Des quelque 7000 clients qui, chaque semaine, viennent faire leurs courses au "supermarché des seniors" de Lichtenberg, la plupart seraient satisfaits du concept 45+. Je viens en moyenne 3 fois par semaine, raconte une mère au foyer. Le personnel connait mes petites habitudes et me demande souvent comment va la santé, la famille. C’est agréable. Une retraitée apprécie, elle, d’avoir le temps de mettre ses courses dans son cabas : Je suis contente que ce ne soit pas un jeune à la caisse qui fasse tout très vite. Trop vite. Une autre cliente aux cheveux gris a apporté des fleurs à Eberhard Schröder pour son départ en retraite.
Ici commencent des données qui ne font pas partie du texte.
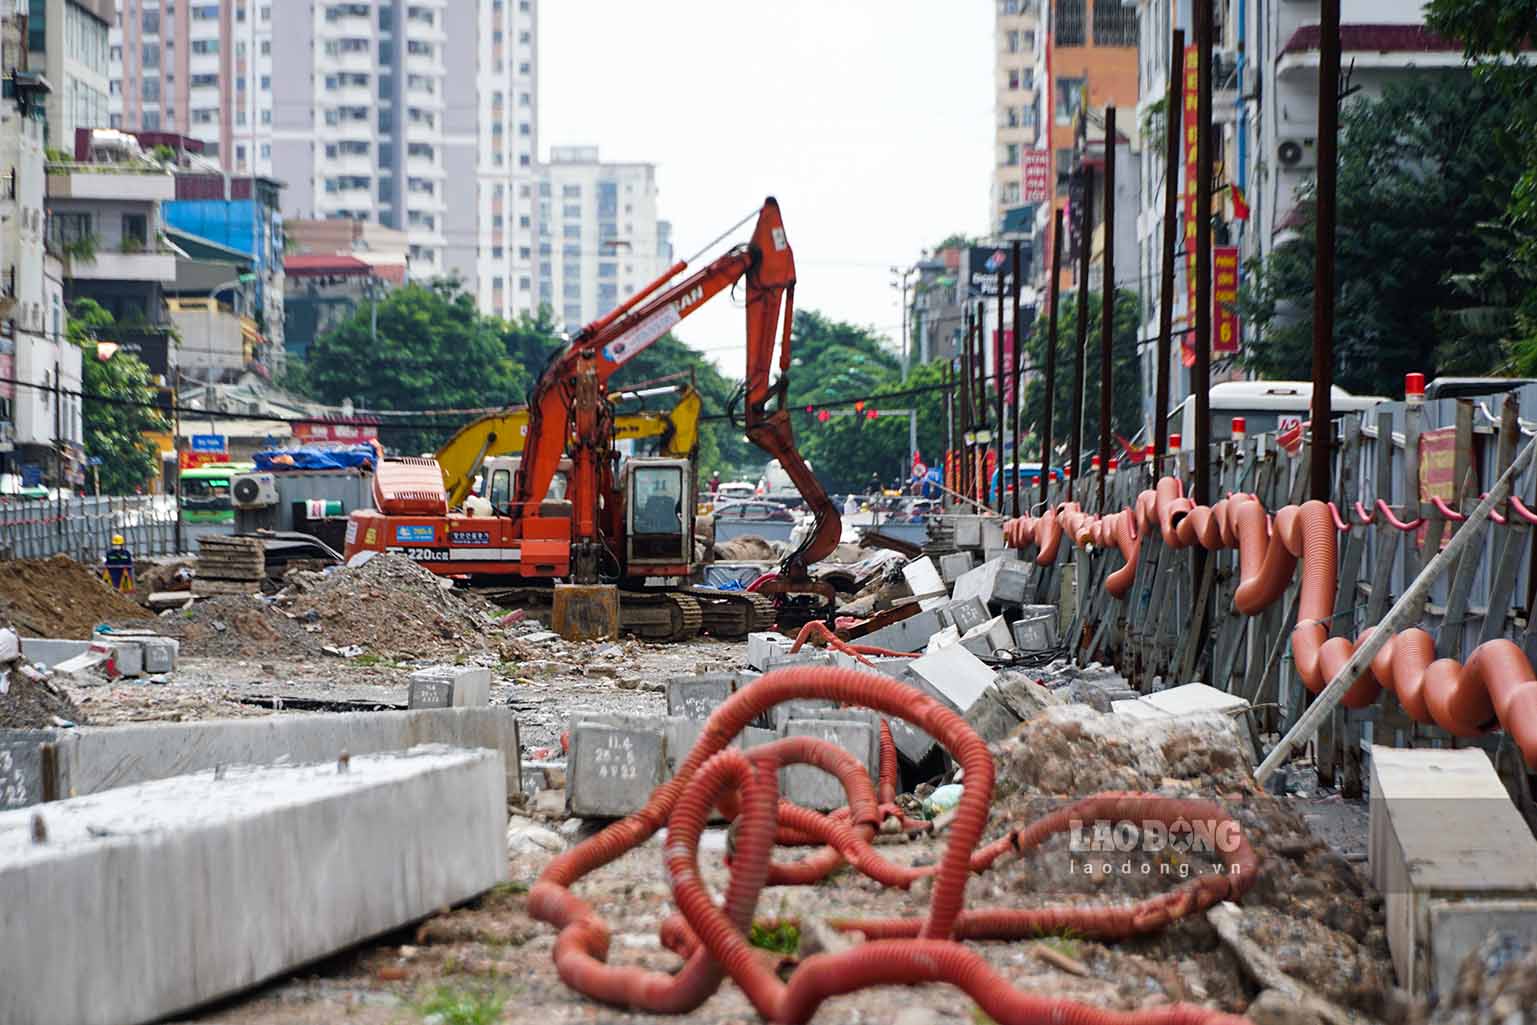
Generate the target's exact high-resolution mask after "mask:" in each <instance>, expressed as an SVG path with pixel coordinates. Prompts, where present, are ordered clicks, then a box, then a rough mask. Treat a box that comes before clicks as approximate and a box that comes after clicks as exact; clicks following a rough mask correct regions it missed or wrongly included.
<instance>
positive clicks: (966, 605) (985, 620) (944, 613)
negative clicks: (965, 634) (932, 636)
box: [939, 598, 993, 635]
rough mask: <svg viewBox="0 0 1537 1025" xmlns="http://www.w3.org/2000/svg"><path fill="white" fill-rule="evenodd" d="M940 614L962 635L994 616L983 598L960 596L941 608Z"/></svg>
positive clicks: (942, 617) (944, 620) (981, 624)
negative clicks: (984, 601)
mask: <svg viewBox="0 0 1537 1025" xmlns="http://www.w3.org/2000/svg"><path fill="white" fill-rule="evenodd" d="M939 616H941V618H942V619H944V621H945V622H947V624H950V625H953V627H954V629H956V630H959V632H961V633H962V635H964V633H965V632H967V630H970V629H973V627H979V625H982V624H984V622H987V621H988V619H991V618H993V613H990V612H988V610H987V605H985V604H984V602H982V599H981V598H958V599H954V601H951V602H950V604H947V605H945V607H944V609H941V610H939Z"/></svg>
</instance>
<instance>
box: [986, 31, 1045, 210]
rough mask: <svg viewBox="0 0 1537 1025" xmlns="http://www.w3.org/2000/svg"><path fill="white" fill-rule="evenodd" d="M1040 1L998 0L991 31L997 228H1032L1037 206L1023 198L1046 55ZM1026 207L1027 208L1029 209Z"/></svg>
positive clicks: (1033, 141)
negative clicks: (1029, 152)
mask: <svg viewBox="0 0 1537 1025" xmlns="http://www.w3.org/2000/svg"><path fill="white" fill-rule="evenodd" d="M1039 9H1041V0H998V18H996V22H994V31H993V43H994V46H993V77H994V91H996V92H994V98H993V111H994V115H996V121H994V129H993V135H994V143H996V151H998V152H996V155H994V168H993V192H991V197H993V232H994V234H999V235H1013V234H1016V232H1025V234H1028V232H1030V226H1031V221H1033V218H1034V206H1033V204H1027V203H1022V201H1021V195H1022V189H1024V177H1022V168H1024V161H1025V152H1027V151H1031V149H1034V148H1036V132H1037V129H1039V124H1041V104H1039V98H1037V94H1036V77H1037V68H1039V65H1041V58H1042V55H1044V54H1045V40H1044V37H1042V35H1041V31H1039V28H1041V18H1039ZM1027 207H1028V209H1027Z"/></svg>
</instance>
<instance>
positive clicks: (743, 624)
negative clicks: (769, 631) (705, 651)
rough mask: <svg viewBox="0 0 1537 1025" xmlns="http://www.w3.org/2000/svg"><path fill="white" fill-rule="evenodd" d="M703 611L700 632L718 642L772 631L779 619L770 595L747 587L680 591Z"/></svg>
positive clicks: (689, 589)
mask: <svg viewBox="0 0 1537 1025" xmlns="http://www.w3.org/2000/svg"><path fill="white" fill-rule="evenodd" d="M684 593H686V595H689V596H690V598H693V599H695V601H698V602H699V605H701V609H702V612H704V629H702V633H705V635H709V636H712V638H719V639H722V641H741V639H742V638H745V636H747V635H749V633H762V632H764V630H772V629H773V624H775V621H776V619H778V618H779V612H778V609H775V604H773V598H769V596H767V595H759V593H755V592H749V590H715V589H713V587H692V589H689V590H687V592H684Z"/></svg>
Une expérience concluante mais...

L’expérience est concluante, surtout dans ce quartier où les retraités sont nombreux, déclare M. Carnarius. Mais nous commençons à diversifier l’âge de nos employés. A 23 ans, Katarina Scheffler a ainsi rejoint l’équipe en septembre dernier : Je venais de terminer mon apprentissage dans une autre filiale Netto quand ils m’ont embauchée, raconte-t-elle. Une différence dans la manière de travailler ? Elle n’en remarque guère. Ce qu’elle regrette, c’est plutôt le manque de temps pour profiter de l’expérience de ses collègues plus âgés. Le chef des ventes acquiesce de la tête : Nos employés font le même travail que des autres et c’est parfois dur. Mais la nécessité de diversifier l’âge des employés vient d’ailleurs : Si vous voulez rémunérer les plus âgés à hauteur de leur expérience, vous devez embaucher des plus jeunes car les frais de personnel sont plafonnés. Et de préciser : C’est le principe du discount : le client n’est pas prêt à payer un centime de plus, alors vous n’avez guère de marge dans les budgets !
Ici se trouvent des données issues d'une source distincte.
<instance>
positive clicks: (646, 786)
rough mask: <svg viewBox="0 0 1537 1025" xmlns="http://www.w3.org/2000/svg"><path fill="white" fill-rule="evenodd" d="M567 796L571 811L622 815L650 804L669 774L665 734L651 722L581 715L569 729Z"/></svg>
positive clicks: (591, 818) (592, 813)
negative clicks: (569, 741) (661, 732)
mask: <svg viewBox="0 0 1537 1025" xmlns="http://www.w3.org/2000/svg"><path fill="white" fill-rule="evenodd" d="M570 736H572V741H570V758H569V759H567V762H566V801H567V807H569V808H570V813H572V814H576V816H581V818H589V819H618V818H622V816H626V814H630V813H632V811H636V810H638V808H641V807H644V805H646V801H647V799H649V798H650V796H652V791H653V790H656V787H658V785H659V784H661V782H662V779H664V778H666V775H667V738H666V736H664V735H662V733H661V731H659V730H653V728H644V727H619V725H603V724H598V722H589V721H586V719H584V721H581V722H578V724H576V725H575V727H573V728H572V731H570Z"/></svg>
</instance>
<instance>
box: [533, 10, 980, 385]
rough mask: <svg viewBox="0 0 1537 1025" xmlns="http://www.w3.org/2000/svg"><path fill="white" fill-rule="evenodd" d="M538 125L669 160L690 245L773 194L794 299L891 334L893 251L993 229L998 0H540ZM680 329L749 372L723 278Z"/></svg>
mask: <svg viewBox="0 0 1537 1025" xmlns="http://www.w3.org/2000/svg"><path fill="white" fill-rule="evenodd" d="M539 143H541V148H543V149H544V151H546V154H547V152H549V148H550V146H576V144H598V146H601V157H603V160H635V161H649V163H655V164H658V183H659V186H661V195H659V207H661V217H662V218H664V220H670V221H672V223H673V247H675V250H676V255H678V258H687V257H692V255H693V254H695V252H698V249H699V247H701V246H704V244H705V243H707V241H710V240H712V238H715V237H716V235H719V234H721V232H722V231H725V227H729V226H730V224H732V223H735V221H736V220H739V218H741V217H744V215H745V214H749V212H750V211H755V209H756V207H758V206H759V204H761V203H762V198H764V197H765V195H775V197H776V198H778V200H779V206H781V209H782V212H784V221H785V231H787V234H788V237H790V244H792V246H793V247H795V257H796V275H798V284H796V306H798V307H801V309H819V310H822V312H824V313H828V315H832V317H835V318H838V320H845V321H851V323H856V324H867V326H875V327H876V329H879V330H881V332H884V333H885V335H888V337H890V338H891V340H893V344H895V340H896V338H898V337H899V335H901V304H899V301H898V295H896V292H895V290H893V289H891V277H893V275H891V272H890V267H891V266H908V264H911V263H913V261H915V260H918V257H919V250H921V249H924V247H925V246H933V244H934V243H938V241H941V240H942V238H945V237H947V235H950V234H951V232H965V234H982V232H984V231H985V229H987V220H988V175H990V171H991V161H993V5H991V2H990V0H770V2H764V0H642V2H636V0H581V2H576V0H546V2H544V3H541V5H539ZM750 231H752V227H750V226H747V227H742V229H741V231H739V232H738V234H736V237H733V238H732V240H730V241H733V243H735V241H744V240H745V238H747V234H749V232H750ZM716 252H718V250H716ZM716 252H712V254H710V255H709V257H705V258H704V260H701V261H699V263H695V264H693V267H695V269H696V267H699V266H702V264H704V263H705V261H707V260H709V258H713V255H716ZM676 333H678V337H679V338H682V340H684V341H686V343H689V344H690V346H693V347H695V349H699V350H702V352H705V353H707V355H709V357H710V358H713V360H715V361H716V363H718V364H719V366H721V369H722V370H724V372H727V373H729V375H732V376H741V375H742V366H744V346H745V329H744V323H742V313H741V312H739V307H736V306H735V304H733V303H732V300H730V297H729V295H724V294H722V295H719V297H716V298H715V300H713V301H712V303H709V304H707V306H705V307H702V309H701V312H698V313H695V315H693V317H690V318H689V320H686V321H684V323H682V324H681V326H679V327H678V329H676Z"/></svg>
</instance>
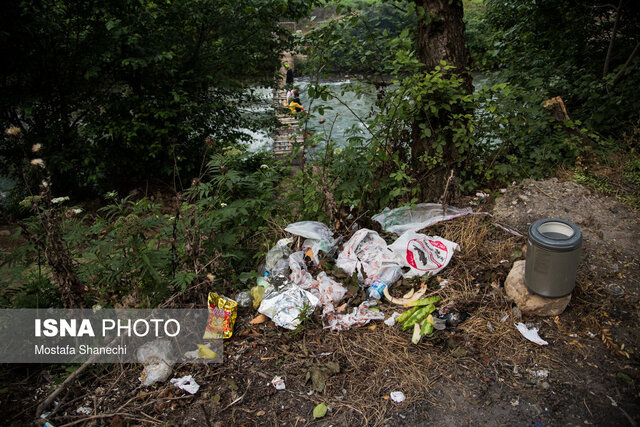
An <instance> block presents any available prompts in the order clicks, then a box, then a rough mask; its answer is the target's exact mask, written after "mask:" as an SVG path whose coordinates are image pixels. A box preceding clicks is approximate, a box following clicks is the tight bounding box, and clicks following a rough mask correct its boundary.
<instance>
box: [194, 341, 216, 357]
mask: <svg viewBox="0 0 640 427" xmlns="http://www.w3.org/2000/svg"><path fill="white" fill-rule="evenodd" d="M198 357H201V358H203V359H215V358H216V357H218V353H216V352H215V351H213V350H211V349H210V348H209V347H207V346H206V345H203V344H198Z"/></svg>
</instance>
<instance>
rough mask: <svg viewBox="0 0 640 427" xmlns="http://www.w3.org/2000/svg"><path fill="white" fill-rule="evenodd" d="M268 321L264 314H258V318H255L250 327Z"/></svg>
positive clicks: (250, 323) (257, 317)
mask: <svg viewBox="0 0 640 427" xmlns="http://www.w3.org/2000/svg"><path fill="white" fill-rule="evenodd" d="M267 319H268V317H267V316H265V315H264V314H258V315H257V316H256V317H254V318H253V319H252V320H251V321H250V322H249V324H250V325H259V324H260V323H264V322H266V321H267Z"/></svg>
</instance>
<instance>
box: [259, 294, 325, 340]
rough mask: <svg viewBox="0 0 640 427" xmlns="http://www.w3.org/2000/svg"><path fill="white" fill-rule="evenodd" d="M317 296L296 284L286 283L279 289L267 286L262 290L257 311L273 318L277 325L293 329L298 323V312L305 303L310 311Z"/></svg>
mask: <svg viewBox="0 0 640 427" xmlns="http://www.w3.org/2000/svg"><path fill="white" fill-rule="evenodd" d="M318 302H319V300H318V298H317V297H316V296H315V295H313V294H311V293H310V292H308V291H305V290H304V289H302V288H300V287H299V286H297V285H293V284H290V285H287V286H285V287H283V288H282V289H280V290H277V289H276V288H275V287H274V286H269V287H268V288H267V289H266V290H265V291H264V296H263V297H262V302H261V303H260V307H259V308H258V312H259V313H262V314H264V315H265V316H267V317H269V318H270V319H271V320H273V323H275V324H276V325H278V326H281V327H283V328H286V329H295V328H296V327H297V326H298V325H299V324H300V318H299V316H300V312H301V311H302V308H303V307H304V306H305V305H307V306H308V307H310V308H311V311H313V310H314V309H315V307H316V306H317V305H318Z"/></svg>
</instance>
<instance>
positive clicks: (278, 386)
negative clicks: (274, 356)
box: [271, 375, 286, 390]
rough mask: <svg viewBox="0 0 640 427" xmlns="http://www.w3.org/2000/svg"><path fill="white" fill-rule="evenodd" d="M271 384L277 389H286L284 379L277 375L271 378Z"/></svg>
mask: <svg viewBox="0 0 640 427" xmlns="http://www.w3.org/2000/svg"><path fill="white" fill-rule="evenodd" d="M271 385H272V386H274V387H275V388H276V390H284V389H285V388H286V386H285V384H284V380H283V379H282V378H281V377H279V376H277V375H276V376H275V377H273V379H272V380H271Z"/></svg>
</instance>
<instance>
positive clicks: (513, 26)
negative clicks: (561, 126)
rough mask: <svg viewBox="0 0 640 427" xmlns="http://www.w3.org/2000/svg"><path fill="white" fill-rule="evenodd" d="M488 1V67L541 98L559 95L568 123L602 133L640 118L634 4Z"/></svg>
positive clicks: (557, 1)
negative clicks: (489, 38) (584, 126)
mask: <svg viewBox="0 0 640 427" xmlns="http://www.w3.org/2000/svg"><path fill="white" fill-rule="evenodd" d="M614 3H615V4H611V2H607V1H602V0H587V1H583V0H580V1H578V0H560V1H558V0H542V1H536V2H530V1H518V0H509V1H505V0H490V1H487V2H486V15H485V17H484V22H485V25H487V26H488V27H487V30H488V33H489V34H491V35H492V36H491V39H490V43H491V44H490V46H486V47H485V48H486V50H487V51H490V59H489V61H488V65H490V66H494V67H496V68H497V69H499V70H501V71H503V75H502V78H503V79H505V80H508V81H510V82H512V83H513V84H516V85H518V86H520V87H522V88H523V89H524V90H526V91H529V92H538V93H541V94H542V96H543V97H544V96H546V97H547V98H550V97H553V96H561V97H563V99H564V101H565V103H566V105H567V107H568V110H569V112H570V115H571V117H572V118H575V119H579V120H581V121H583V122H584V123H585V124H587V125H588V126H590V127H592V128H593V129H594V130H596V131H598V132H600V133H601V134H603V135H605V136H609V135H616V136H618V135H619V134H620V132H621V131H622V130H625V129H629V128H630V127H631V126H633V125H635V124H636V123H637V122H638V120H639V119H640V98H639V97H638V87H639V86H640V73H638V67H639V66H640V56H638V47H639V46H640V3H639V2H637V1H619V2H618V1H616V2H614Z"/></svg>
Le responsable des magasins Netto de la circonscription, M. Neumann, espère un changement des mentalités : Nous ne sommes pas une association de bienfaisance mais une entreprise qui a conscience du développement démographique en Allemagne. Les entreprises sont toutes confrontées au vieillissement de leurs employés. Et bientôt, on ne parlera plus des 45 ans et plus mais bien des 55 ans et plus ! Il faut donc revoir les approches du marché du travail. Aujourd’hui, 19% des Allemands ont en effet plus de 65 ans ; ils représenteront un tiers de la population en 2030.
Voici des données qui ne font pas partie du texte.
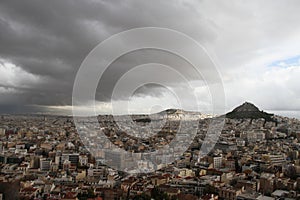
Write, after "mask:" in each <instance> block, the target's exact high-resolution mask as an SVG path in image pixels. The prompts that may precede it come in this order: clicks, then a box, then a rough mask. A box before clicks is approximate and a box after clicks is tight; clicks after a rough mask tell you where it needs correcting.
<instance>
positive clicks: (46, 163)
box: [40, 158, 52, 171]
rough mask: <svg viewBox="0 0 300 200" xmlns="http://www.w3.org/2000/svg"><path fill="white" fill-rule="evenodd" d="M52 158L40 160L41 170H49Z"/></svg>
mask: <svg viewBox="0 0 300 200" xmlns="http://www.w3.org/2000/svg"><path fill="white" fill-rule="evenodd" d="M51 164H52V160H50V159H47V158H42V159H41V160H40V169H41V171H49V170H50V169H51Z"/></svg>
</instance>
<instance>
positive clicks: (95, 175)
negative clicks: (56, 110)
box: [0, 102, 300, 200]
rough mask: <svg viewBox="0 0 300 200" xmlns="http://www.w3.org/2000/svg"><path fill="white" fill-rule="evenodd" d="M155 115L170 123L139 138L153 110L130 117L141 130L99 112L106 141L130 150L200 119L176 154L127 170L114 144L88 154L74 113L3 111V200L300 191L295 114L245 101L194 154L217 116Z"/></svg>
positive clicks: (299, 182)
mask: <svg viewBox="0 0 300 200" xmlns="http://www.w3.org/2000/svg"><path fill="white" fill-rule="evenodd" d="M155 116H156V117H157V118H159V116H160V117H161V118H159V119H166V121H167V122H166V123H165V126H164V127H163V128H162V129H161V130H160V131H159V132H158V134H156V135H152V136H151V137H149V138H148V139H137V138H140V137H138V136H139V134H146V130H144V129H143V126H146V124H147V123H150V121H151V119H152V120H153V116H152V118H151V119H149V118H148V117H147V115H133V116H131V119H133V122H135V123H138V124H139V127H142V129H141V130H130V129H127V130H126V131H122V129H123V128H126V127H119V126H117V125H116V122H115V119H114V118H113V117H112V116H111V115H100V116H98V120H99V124H100V126H101V127H102V130H104V133H105V135H106V137H107V138H108V139H109V140H110V141H111V143H112V144H113V145H115V146H117V147H119V148H122V149H125V150H126V151H128V152H135V153H142V152H149V151H150V152H151V151H153V150H154V149H159V148H161V146H163V145H166V144H168V143H169V142H170V141H171V140H172V139H173V138H174V135H176V130H177V128H178V123H179V122H180V121H181V120H182V119H183V116H188V118H187V119H185V120H188V121H189V120H191V121H192V120H195V119H198V120H199V123H198V125H199V127H198V132H197V134H196V136H195V138H194V139H193V141H192V143H191V144H190V146H189V148H188V150H186V151H185V152H184V153H183V154H182V155H181V156H180V159H177V160H175V161H174V162H171V163H165V164H164V163H163V164H161V165H160V166H159V167H157V166H156V167H154V168H153V166H151V165H149V163H142V165H146V166H147V169H151V171H149V172H146V171H138V172H136V173H128V171H129V170H128V171H127V172H126V171H121V170H117V168H118V167H119V166H120V165H122V166H123V168H126V169H127V168H129V167H130V163H133V162H134V160H131V159H127V158H126V157H124V156H123V155H121V154H118V153H116V152H114V151H103V152H99V153H98V154H97V155H96V156H95V154H91V153H90V152H89V150H88V148H87V147H86V145H84V143H85V142H83V141H82V138H80V136H79V135H78V133H77V130H76V128H75V125H74V121H73V118H72V117H68V116H54V115H2V116H1V122H0V123H1V124H0V138H1V140H0V141H1V142H0V199H36V200H37V199H49V200H50V199H70V200H71V199H74V200H75V199H91V200H92V199H95V200H96V199H97V200H100V199H105V200H106V199H107V200H109V199H113V200H115V199H149V200H150V199H155V200H156V199H166V200H167V199H170V200H171V199H172V200H173V199H174V200H175V199H178V200H181V199H184V200H189V199H191V200H194V199H195V200H197V199H203V200H216V199H228V200H235V199H237V200H255V199H258V200H272V199H299V198H300V157H299V150H300V144H299V142H298V141H299V139H300V121H299V120H298V119H295V118H287V117H282V116H277V115H272V114H269V113H266V112H263V111H260V110H259V109H258V108H257V107H256V106H255V105H253V104H251V103H247V102H246V103H244V104H242V105H241V106H239V107H237V108H236V109H234V110H233V111H232V112H230V113H227V114H226V115H224V120H225V125H224V127H223V129H222V133H221V135H220V137H219V139H218V141H217V142H216V145H215V146H214V148H213V150H212V151H210V152H209V154H208V155H205V156H203V157H199V155H200V154H199V151H200V149H201V144H202V143H203V140H204V138H205V134H206V132H207V129H208V126H209V123H210V121H211V120H212V119H213V118H214V117H220V116H210V115H204V114H200V113H193V112H187V111H183V110H178V109H169V110H166V111H164V112H161V113H158V114H155ZM125 124H126V123H123V124H122V125H124V126H125ZM123 130H124V129H123ZM187 130H188V129H187ZM129 131H131V132H132V134H129ZM143 131H144V132H143ZM186 134H189V133H188V132H187V133H186ZM93 142H94V143H97V137H90V138H89V141H88V143H93ZM108 148H109V147H108ZM106 157H108V158H111V162H110V163H109V164H107V163H105V162H104V159H105V158H106ZM106 160H108V159H106ZM114 164H115V165H116V167H114ZM117 165H118V166H117ZM125 165H126V166H125ZM127 165H128V166H127ZM151 167H152V168H151Z"/></svg>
Ver.di, le syndicat allemand des services responsable de la branche attend une politique cohérente du gouvernement allemand et non plus des mesures au coup par coup comme la retraite à 67 ans, les subventions à l’emploi des plus âgés ou encore le soutien financier de formations continues. L’Allemagne vieillit et doit reconsidérer la place des seniors dans la société.

Pourtant, alors même qu’il devient difficile de trouver du personnel qualifié dans certaines régions, les entreprises allemandes continuent généralement à licencier leurs employés autour de la cinquantaine. Je ne comprends toujours pas cette logique, confie Eberhard Schröder en hochant la tête. A 50 ans, vous avez encore la santé et en plus, vous avez l’expérience ! Jeune retraité, il n’exclut pas de revenir travailler de temps en temps au supermarché discount des seniors.